According to the results of this study, TOT, a top-down training approach targeting functional activities, has a measurable effect not only on paretic UE functional performance but also on the motor recovery and participants’ rated quality of hand function of stroke survivors. In addition, the TOT program used in this study could have favourable effects after only 2 weeks (10 hours) of training for patients with a subacute stroke. Thus, physical therapists and other health care personnel can use this program as an effective, routine therapeutic intervention in a clinical setting.
The limitation of the present study is that functional improvement of the paretic arm cannot be explained from cortical activation patterns. Therefore, further studies using non-invasive brain imaging technology should be conducted to observe the cortical reorganization corresponding to improved paretic UE function after TOT in subacute stroke sufferers.

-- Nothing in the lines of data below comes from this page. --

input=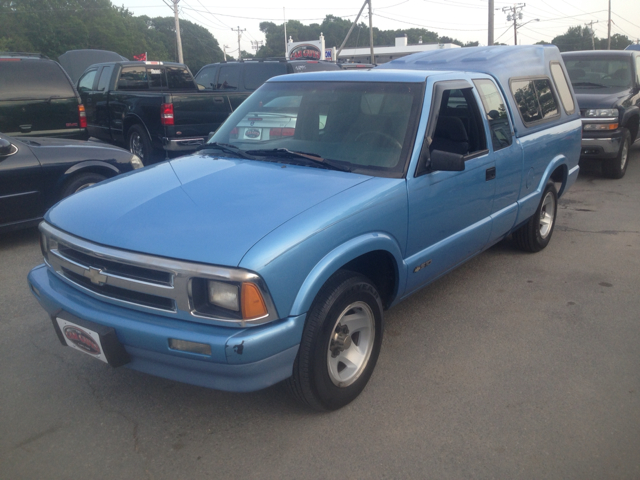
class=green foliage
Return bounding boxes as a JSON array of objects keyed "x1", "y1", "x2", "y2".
[
  {"x1": 256, "y1": 15, "x2": 456, "y2": 58},
  {"x1": 0, "y1": 0, "x2": 222, "y2": 73}
]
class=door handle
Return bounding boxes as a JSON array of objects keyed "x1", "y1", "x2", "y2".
[{"x1": 486, "y1": 167, "x2": 496, "y2": 181}]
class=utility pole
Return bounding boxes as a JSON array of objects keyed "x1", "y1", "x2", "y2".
[
  {"x1": 231, "y1": 26, "x2": 247, "y2": 60},
  {"x1": 487, "y1": 0, "x2": 494, "y2": 46},
  {"x1": 607, "y1": 0, "x2": 611, "y2": 50},
  {"x1": 336, "y1": 0, "x2": 373, "y2": 63},
  {"x1": 173, "y1": 0, "x2": 184, "y2": 63},
  {"x1": 502, "y1": 3, "x2": 527, "y2": 45},
  {"x1": 282, "y1": 7, "x2": 289, "y2": 60},
  {"x1": 584, "y1": 20, "x2": 598, "y2": 50},
  {"x1": 251, "y1": 40, "x2": 264, "y2": 53}
]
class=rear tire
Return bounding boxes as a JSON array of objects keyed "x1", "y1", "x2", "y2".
[
  {"x1": 513, "y1": 182, "x2": 558, "y2": 253},
  {"x1": 602, "y1": 128, "x2": 631, "y2": 179},
  {"x1": 60, "y1": 173, "x2": 107, "y2": 198},
  {"x1": 285, "y1": 270, "x2": 383, "y2": 411}
]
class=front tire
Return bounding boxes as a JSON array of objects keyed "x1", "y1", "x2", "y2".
[
  {"x1": 602, "y1": 128, "x2": 631, "y2": 179},
  {"x1": 286, "y1": 271, "x2": 383, "y2": 411},
  {"x1": 513, "y1": 182, "x2": 558, "y2": 253}
]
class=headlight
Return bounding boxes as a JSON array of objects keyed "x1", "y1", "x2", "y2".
[
  {"x1": 584, "y1": 108, "x2": 618, "y2": 118},
  {"x1": 129, "y1": 155, "x2": 144, "y2": 170},
  {"x1": 207, "y1": 280, "x2": 240, "y2": 312},
  {"x1": 189, "y1": 277, "x2": 269, "y2": 321}
]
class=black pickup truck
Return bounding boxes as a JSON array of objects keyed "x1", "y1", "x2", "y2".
[{"x1": 78, "y1": 61, "x2": 233, "y2": 165}]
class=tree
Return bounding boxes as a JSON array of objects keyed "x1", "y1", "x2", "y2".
[{"x1": 551, "y1": 26, "x2": 632, "y2": 52}]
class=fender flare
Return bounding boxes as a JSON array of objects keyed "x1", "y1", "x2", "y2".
[{"x1": 289, "y1": 232, "x2": 407, "y2": 316}]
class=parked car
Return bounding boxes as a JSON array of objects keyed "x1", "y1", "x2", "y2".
[
  {"x1": 58, "y1": 48, "x2": 129, "y2": 85},
  {"x1": 0, "y1": 133, "x2": 142, "y2": 232},
  {"x1": 0, "y1": 52, "x2": 89, "y2": 140},
  {"x1": 29, "y1": 45, "x2": 581, "y2": 410},
  {"x1": 562, "y1": 50, "x2": 640, "y2": 178},
  {"x1": 78, "y1": 62, "x2": 231, "y2": 165},
  {"x1": 195, "y1": 58, "x2": 340, "y2": 110}
]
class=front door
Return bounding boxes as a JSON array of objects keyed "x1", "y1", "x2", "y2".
[{"x1": 406, "y1": 81, "x2": 496, "y2": 294}]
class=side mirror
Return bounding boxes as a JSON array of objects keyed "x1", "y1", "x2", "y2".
[{"x1": 430, "y1": 150, "x2": 464, "y2": 172}]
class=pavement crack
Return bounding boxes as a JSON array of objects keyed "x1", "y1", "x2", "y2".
[{"x1": 558, "y1": 225, "x2": 640, "y2": 235}]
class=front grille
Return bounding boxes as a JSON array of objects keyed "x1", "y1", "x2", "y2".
[
  {"x1": 58, "y1": 245, "x2": 171, "y2": 285},
  {"x1": 40, "y1": 222, "x2": 278, "y2": 326},
  {"x1": 62, "y1": 267, "x2": 176, "y2": 311}
]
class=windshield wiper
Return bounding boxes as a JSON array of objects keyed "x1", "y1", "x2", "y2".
[
  {"x1": 196, "y1": 142, "x2": 256, "y2": 160},
  {"x1": 571, "y1": 82, "x2": 606, "y2": 88},
  {"x1": 247, "y1": 148, "x2": 351, "y2": 172}
]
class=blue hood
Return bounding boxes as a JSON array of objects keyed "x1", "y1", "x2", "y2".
[{"x1": 45, "y1": 155, "x2": 371, "y2": 266}]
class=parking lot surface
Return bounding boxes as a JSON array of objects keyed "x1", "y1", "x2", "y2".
[{"x1": 0, "y1": 142, "x2": 640, "y2": 479}]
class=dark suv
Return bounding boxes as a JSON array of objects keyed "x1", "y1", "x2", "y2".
[
  {"x1": 195, "y1": 58, "x2": 340, "y2": 110},
  {"x1": 0, "y1": 53, "x2": 88, "y2": 140},
  {"x1": 562, "y1": 50, "x2": 640, "y2": 178}
]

In conclusion, this study provides support for the use of TOT rather than CEP for improving the functional performance of the paretic UE in subacute stroke sufferers, despite the limitations on the generalizability of the study’s results. Future investigation is warranted to confirm and expand these findings.
Conflict of interest
The authors declare that they have no conflicts of interest.
Funding
The Back, Neck and Other Joint Pain Research Group, Khon Kaen University, Thailand, provided the research funding.
Acknowledgments
We would like to express our deepest appreciation to Associate Professor Dr. Jarugool Tretriluxana for her valuable advice and suggestions.
All physiotherapists, medical doctors, and staff at the Department of Physical Medicine and Rehabilitation, Yangon General Hospital, Myanmar are gratefully thanked for their helps and supports. Sincere gratitude and appreciation is extended to the patients for their generosity of spirit and willingness to participate in this study.